No es el diván del psiquiatra, la austeridad franciscana, el decreto presidencial o la promoción de la honestidad valiente la que acabará de tajo con la corrupción en México. Para enfrentar el principal problema público del país, se requieren acciones y políticas coordinadas. Es decir, mucho más que ideología y buena voluntad.
En los primeros meses de la actual administración, el combate a la corrupción pareció centrarse en la técnica del garrote. La aplicación de estrictas medidas de austeridad y la necesidad de trofeos llevó a hacer ajustes y cambios normativos.
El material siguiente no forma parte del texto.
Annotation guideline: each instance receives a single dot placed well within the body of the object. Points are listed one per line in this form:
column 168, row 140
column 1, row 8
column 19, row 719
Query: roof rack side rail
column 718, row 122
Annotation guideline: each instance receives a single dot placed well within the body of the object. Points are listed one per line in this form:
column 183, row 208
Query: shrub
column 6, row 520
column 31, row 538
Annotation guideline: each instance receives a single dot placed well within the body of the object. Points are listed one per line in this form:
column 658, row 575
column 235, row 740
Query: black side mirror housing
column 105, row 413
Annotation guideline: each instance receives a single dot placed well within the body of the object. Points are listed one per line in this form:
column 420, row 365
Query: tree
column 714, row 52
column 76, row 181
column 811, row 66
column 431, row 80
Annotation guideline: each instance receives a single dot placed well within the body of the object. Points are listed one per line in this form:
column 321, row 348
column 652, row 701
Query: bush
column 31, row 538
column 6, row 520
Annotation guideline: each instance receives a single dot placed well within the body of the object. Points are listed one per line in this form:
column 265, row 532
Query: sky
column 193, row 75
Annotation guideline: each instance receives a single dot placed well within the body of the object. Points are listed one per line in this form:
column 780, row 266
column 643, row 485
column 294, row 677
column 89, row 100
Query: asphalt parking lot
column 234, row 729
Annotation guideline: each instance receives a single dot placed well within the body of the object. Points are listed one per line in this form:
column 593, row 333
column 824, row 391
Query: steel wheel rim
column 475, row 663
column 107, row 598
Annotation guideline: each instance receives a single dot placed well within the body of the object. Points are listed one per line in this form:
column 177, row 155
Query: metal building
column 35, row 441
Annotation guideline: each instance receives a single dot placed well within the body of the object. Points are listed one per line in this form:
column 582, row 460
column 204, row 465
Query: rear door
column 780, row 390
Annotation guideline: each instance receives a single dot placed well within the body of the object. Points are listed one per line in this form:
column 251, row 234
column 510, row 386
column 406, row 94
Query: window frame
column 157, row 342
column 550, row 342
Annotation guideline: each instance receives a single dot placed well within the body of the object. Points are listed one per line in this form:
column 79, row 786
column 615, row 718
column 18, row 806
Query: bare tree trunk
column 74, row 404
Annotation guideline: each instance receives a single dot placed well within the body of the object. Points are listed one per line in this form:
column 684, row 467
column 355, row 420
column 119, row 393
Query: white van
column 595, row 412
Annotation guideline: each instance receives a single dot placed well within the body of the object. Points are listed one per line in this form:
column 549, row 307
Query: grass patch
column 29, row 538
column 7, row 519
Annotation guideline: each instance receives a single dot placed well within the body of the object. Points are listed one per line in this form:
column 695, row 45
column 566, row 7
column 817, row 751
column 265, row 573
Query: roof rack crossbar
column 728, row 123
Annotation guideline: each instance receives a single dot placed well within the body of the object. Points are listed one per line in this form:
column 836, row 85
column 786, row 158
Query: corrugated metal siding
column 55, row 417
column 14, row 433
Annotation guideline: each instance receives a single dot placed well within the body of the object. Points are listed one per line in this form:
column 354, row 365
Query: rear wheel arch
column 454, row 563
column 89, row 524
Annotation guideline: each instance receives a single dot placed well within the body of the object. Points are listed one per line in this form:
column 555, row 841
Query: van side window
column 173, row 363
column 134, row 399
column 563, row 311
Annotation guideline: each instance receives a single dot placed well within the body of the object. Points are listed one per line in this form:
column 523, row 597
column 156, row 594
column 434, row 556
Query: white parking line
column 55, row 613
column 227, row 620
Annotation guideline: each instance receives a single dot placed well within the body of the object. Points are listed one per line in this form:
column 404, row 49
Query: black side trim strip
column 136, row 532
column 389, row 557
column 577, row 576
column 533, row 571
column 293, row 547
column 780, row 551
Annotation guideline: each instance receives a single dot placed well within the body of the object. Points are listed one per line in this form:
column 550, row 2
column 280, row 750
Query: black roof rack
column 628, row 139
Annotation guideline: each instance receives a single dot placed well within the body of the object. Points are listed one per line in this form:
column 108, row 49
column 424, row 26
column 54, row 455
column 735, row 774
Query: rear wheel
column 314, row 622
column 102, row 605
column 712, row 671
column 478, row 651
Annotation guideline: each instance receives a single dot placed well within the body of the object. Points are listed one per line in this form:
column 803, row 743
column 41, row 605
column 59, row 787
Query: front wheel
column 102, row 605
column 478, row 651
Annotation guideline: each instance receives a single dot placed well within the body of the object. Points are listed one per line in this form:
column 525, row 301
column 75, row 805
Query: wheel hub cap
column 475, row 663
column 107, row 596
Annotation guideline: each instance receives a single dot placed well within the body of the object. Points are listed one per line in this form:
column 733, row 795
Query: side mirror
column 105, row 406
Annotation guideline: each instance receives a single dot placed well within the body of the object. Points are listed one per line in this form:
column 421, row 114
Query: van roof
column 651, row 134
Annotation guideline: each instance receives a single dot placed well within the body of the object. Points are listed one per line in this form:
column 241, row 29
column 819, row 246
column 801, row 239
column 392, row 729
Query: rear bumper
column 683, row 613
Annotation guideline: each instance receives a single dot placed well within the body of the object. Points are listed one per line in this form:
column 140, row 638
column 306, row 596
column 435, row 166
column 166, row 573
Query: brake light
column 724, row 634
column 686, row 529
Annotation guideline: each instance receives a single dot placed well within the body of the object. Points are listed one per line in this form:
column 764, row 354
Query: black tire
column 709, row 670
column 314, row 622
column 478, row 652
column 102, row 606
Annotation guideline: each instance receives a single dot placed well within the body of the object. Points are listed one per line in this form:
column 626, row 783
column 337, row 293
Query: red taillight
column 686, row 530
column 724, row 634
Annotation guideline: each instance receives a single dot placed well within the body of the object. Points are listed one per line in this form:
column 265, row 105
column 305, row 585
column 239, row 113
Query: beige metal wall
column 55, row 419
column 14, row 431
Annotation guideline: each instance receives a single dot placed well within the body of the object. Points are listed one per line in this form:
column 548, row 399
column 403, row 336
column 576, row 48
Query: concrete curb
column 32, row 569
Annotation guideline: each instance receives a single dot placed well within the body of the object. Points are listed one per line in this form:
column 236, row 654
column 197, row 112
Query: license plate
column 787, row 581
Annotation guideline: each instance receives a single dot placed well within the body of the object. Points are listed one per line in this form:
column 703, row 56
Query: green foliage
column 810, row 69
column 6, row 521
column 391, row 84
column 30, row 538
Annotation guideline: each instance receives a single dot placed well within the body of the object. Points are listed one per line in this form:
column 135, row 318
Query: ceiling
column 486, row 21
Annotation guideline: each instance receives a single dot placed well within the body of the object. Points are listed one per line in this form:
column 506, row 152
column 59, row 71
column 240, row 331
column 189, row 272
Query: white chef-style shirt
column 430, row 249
La modificación constitucional que permite la prisión oficiosa para todos aquellos que estén inculpados por delitos de corrupción —aún sin concluir el proceso— sigue esa lógica. También los nuevos términos sobre la extinción de dominio. El gobierno puede ahora hacerse de terrenos y otros bienes que probablemente provengan de la corrupción, aunque después se demuestre lo contrario.
En un país en el que las graves deficiencias del sistema de justicia permiten la liberación de delincuentes y el encarcelamiento de inocentes, la receta es más que amarga
En la misma tónica, de diciembre a junio de este año, se realizaron 20 mil 504 denuncias por corrupción que derivaron en la sanción de mil 426 servidores públicos. A la fecha, más de 16 mil expedientes se encuentran abiertos. Casos emblemáticos como la Estafa Maestra, Odebrecht o la Casa Blanca, están en proceso con la diligencia de la Unidad de Inteligencia Financiera. De estos casos, hasta ahora hay una sola encarcelada. Una con nombre, apellido y una añeja historia de rivalidad con el actual gobierno.
El recién publicado Programa Nacional de Combate a la Corrupción y a la Impunidad y de Mejora de la Gestión Pública 2019-2024 marca la ruta de los meses venideros.
El diagnóstico, como suele ser en la Cuarta Transformación, es impecable: la corrupción —señala— es una forma de dominación social en el que predominan el abuso, la impunidad y la apropiación indebida de lo público.
A la necesidad de sanción se agregan nuevos ingredientes. En los cinco objetivos y veintisiete acciones prioritarias existen aciertos.
La necesaria profesionalización, la participación ciudadana organizada y una política de información basada en máxima publicidad y datos abiertos son parte de ello.
Tras el maltrato inicial que este gobierno dio al funcionariado y el despido por decreto de 22 mil burócratas, parece ser que al fin se atenderá el viejo anhelo de acabar con el sistema de botín. Lograr la transformación que se quiere con la legislación e incentivos vigentes se antoja complicado. Pero al menos está en las prioridades.
También se incluyen mecanismos de detección de patrones y erradicación de causas que generan desvíos, sesgos y particularismos.
Extraña sin embargo, lo desdibujado de mecanismos de coordinación con instituciones clave de rendición de cuentas. Para que la corrupción sistémica pueda eliminarse, se requieren esfuerzos de acción colectiva. La ausencia de contrapesos en la estrategia anticorrupción parece llevarnos al viejo paradigma en donde el combate a la corrupción era tarea de un solo hombre. Ahora ya sabemos que esa estrategia no funciona.